Sierra Zulu‘s director Johannes Grenzfurthner will give a talk at HOPE Conference in NYC in July 2012: How To Create A Feature Film About The Digital Age — And Why That’s Pretty Hard
Movies are exciting. Things crash and burn. Bolts and fists fly. There are bangs and kabooms. People go to the cinemas in order to experience new worlds. But cinema is about to lose its prime source of narrative, having so far tethered to physical action that can be filmed. Cinema needs tempo, needs speed. The “movement-image” (Gilles Deleuze) depends on physical action onto which the cameras can point. Yet in contrast, the real world of non-cinema is losing physical action day by day. It is a time of abstract, optically unpresentable processes in networks and data systems. This regress of visual displayability is rather daft. Cinema has lived well on it for more than a hundred years. It’s easy to create a feature film about a bank robbery, but that’s anachronistic.
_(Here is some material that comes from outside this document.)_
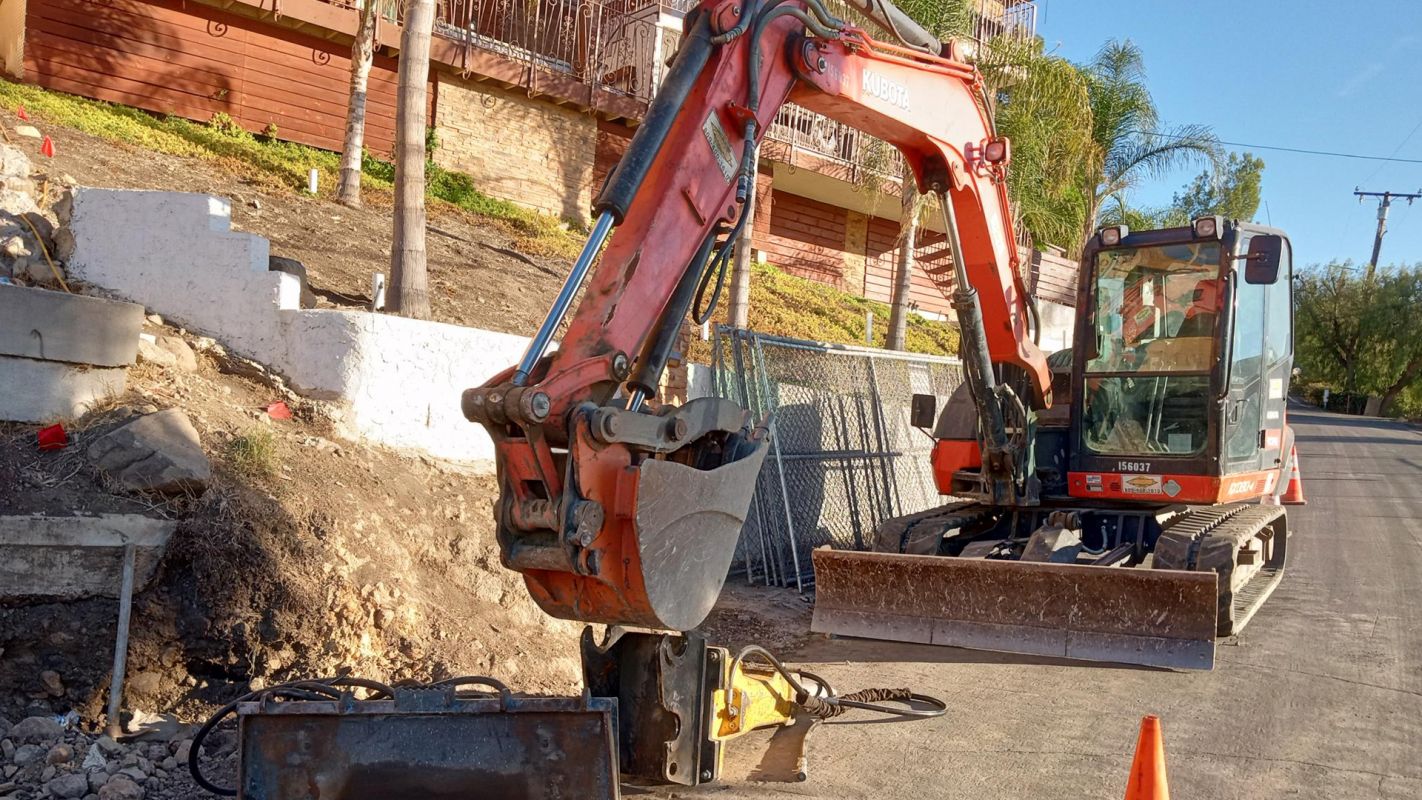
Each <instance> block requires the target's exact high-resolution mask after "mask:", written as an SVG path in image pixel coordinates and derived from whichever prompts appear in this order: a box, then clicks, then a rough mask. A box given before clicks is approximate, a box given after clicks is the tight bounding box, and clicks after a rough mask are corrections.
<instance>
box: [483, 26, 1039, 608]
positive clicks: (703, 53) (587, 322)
mask: <svg viewBox="0 0 1422 800" xmlns="http://www.w3.org/2000/svg"><path fill="white" fill-rule="evenodd" d="M867 1H869V3H873V6H872V7H870V9H869V11H870V13H872V16H873V11H879V13H880V14H887V16H889V20H887V21H889V23H890V26H893V23H896V21H897V23H899V24H897V26H894V27H902V26H903V24H904V20H903V18H902V16H896V14H897V10H894V9H892V6H886V4H884V3H883V0H867ZM917 33H920V34H921V31H917ZM924 38H927V40H931V37H926V34H924V36H921V37H919V40H917V41H913V44H914V47H907V45H890V44H884V43H880V41H875V40H873V38H870V37H869V36H867V34H866V33H865V31H863V30H860V28H856V27H853V26H849V24H846V23H843V21H842V20H838V18H833V17H832V16H829V14H828V13H826V11H825V10H823V7H822V6H819V3H818V1H816V0H808V3H806V0H788V1H786V0H759V1H758V0H707V1H704V3H702V4H701V6H698V7H697V9H695V10H693V11H691V13H690V14H688V17H687V20H685V28H684V38H683V43H681V47H680V50H678V53H677V55H675V60H674V63H673V65H671V68H670V71H668V74H667V77H665V78H664V82H663V87H661V90H660V91H658V94H657V97H656V99H654V101H653V104H651V107H650V108H648V114H647V118H646V119H644V122H643V125H641V126H640V128H638V129H637V132H636V135H634V136H633V141H631V144H630V146H629V149H627V153H626V155H624V156H623V159H621V162H620V163H619V166H617V169H616V171H614V172H613V173H611V175H610V178H609V180H607V183H606V186H604V188H603V190H602V193H600V195H599V198H597V202H596V203H594V212H596V213H597V217H596V222H594V225H593V232H592V236H590V237H589V242H587V244H586V247H584V249H583V253H582V254H580V257H579V259H577V261H576V263H574V267H573V270H572V273H570V276H569V279H567V281H566V284H565V287H563V290H562V293H560V294H559V297H557V300H556V301H555V304H553V307H552V310H550V311H549V315H547V318H546V320H545V324H543V325H542V327H540V328H539V331H538V334H536V335H535V338H533V341H532V344H530V347H529V350H528V352H526V354H525V357H523V360H522V361H520V364H519V365H516V367H512V368H509V369H508V371H505V372H503V374H501V375H498V377H495V378H493V379H492V381H489V382H488V384H485V385H483V387H479V388H475V389H469V391H466V392H465V395H464V411H465V415H466V416H468V418H469V419H471V421H475V422H479V423H482V425H483V426H485V428H486V429H488V431H489V433H491V436H492V438H493V442H495V448H496V460H498V470H499V485H501V500H499V504H498V509H496V516H498V536H499V543H501V548H502V558H503V563H505V566H506V567H509V568H513V570H518V571H520V573H523V575H525V578H526V584H528V588H529V591H530V594H532V595H533V598H535V600H536V601H538V602H539V605H540V607H542V608H543V610H545V611H547V612H549V614H552V615H555V617H562V618H569V620H582V621H594V622H609V624H627V625H647V627H656V628H671V629H688V628H693V627H695V625H697V624H700V622H701V620H702V618H704V617H705V614H707V612H710V610H711V605H712V602H714V601H715V597H717V594H718V593H720V588H721V584H722V581H724V578H725V573H727V570H728V567H729V561H731V558H732V554H734V550H735V541H737V536H738V534H739V529H741V524H742V523H744V520H745V514H747V509H748V506H749V502H751V494H752V493H754V487H755V476H757V473H758V470H759V465H761V460H762V459H764V456H765V429H764V426H761V425H757V423H755V421H751V419H748V418H747V412H745V411H744V409H741V408H739V406H737V405H735V404H732V402H729V401H724V399H717V398H702V399H695V401H691V402H687V404H685V405H683V406H673V405H668V404H657V402H654V401H656V395H657V385H658V384H660V378H661V374H663V371H664V369H665V365H667V362H668V361H670V360H671V357H673V355H674V354H673V350H674V342H675V335H677V331H678V330H680V327H681V325H683V323H684V320H685V317H687V314H688V311H694V307H695V308H697V310H701V308H705V306H707V303H708V301H710V303H714V301H715V297H717V296H718V294H720V290H721V284H722V279H724V273H725V267H727V261H728V259H729V253H731V249H732V246H734V244H735V240H737V239H738V237H739V236H747V234H748V232H745V230H744V225H745V205H747V200H748V193H749V188H751V183H752V182H754V171H755V149H757V146H758V144H759V141H761V138H764V135H765V131H766V129H768V128H769V125H771V122H772V119H774V118H775V115H776V112H778V111H779V108H781V107H782V105H784V104H785V102H791V101H792V102H796V104H801V105H803V107H806V108H809V109H813V111H818V112H820V114H825V115H828V117H830V118H833V119H839V121H842V122H845V124H848V125H852V126H855V128H859V129H862V131H865V132H866V134H870V135H873V136H877V138H882V139H884V141H887V142H890V144H893V145H894V146H897V148H899V149H900V151H902V152H903V153H904V158H906V159H907V163H909V165H910V166H912V169H913V172H914V176H916V178H917V183H919V188H920V190H923V192H926V193H931V195H936V196H937V198H939V205H940V207H941V212H943V215H944V223H946V229H947V232H948V243H950V246H951V253H953V264H951V267H948V269H946V270H937V271H930V273H929V274H930V277H931V279H933V281H934V283H936V284H937V286H939V287H940V288H943V290H944V291H946V293H947V294H948V296H950V297H951V300H953V306H954V308H956V310H957V314H958V318H960V324H961V328H963V342H964V344H963V355H964V361H966V372H967V379H968V381H970V382H971V385H973V394H974V398H977V405H978V416H980V429H981V432H983V433H981V446H983V455H984V459H983V462H984V479H985V482H987V483H990V485H991V486H993V493H994V496H998V497H1003V496H1012V494H1014V493H1015V492H1018V490H1020V487H1021V485H1022V475H1024V470H1022V463H1024V453H1022V452H1021V450H1020V449H1014V442H1020V440H1022V439H1024V438H1022V436H1015V438H1014V436H1011V431H1012V426H1014V425H1025V416H1027V413H1028V406H1030V408H1045V406H1047V405H1049V402H1051V398H1049V394H1048V392H1049V374H1048V369H1047V364H1045V358H1044V357H1042V354H1041V351H1038V350H1037V347H1035V345H1034V344H1032V341H1031V334H1030V301H1028V298H1027V294H1025V291H1024V286H1022V281H1021V277H1020V274H1018V269H1017V266H1018V264H1017V247H1015V239H1014V234H1012V223H1011V215H1010V213H1008V206H1007V192H1005V166H1007V162H1008V156H1010V151H1008V144H1007V141H1005V139H1000V138H997V136H995V134H994V131H993V126H991V121H990V117H988V109H987V104H985V99H984V97H983V84H981V80H980V77H978V74H977V72H975V70H974V68H973V67H971V65H968V64H966V63H961V61H958V60H954V58H953V57H951V51H950V53H948V54H947V55H948V57H944V55H939V54H936V53H930V51H931V50H933V47H931V41H930V43H929V44H926V43H924ZM604 244H606V249H604ZM599 253H600V257H599ZM594 261H596V263H597V264H596V270H594V269H593V264H594ZM708 294H710V300H708ZM579 296H580V297H579ZM574 300H577V304H576V311H574V313H573V314H572V318H570V320H569V321H567V328H566V331H565V333H563V335H562V341H560V345H559V348H557V350H556V351H553V352H547V350H549V347H550V344H552V340H553V338H555V335H556V334H557V331H559V328H560V325H562V324H563V321H565V317H566V315H567V313H569V310H570V308H573V304H574ZM1007 375H1011V377H1012V381H1010V382H1015V385H1018V387H1027V388H1028V389H1030V391H1028V392H1027V394H1028V396H1025V398H1020V396H1018V395H1017V392H1014V391H1012V389H1011V388H1010V387H1008V382H1000V381H1001V378H1004V377H1007ZM648 401H653V402H648ZM1027 439H1030V438H1027ZM1015 448H1021V445H1015ZM1025 460H1027V462H1030V455H1027V456H1025Z"/></svg>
Some of the most important crimes exist as electronic money movements between international stock exchanges. Hollywood cinema on the other hand still hasn’t evolved beyond anything better than banal sequences straight out of an Errol Flynn movie. How can we accurately portray the stories of our (new) world? All those dramas and comedies? All those crimes and stories?
That’s why we at monochom are working on a feature film called SIERRA ZULU. Let me tell you about our challenges and hopes – and why we think you might be able to help us.
July 13, 2012; 9 PM (Room: Dennis, 18th floor of Hotel Pennsylvania, NYC).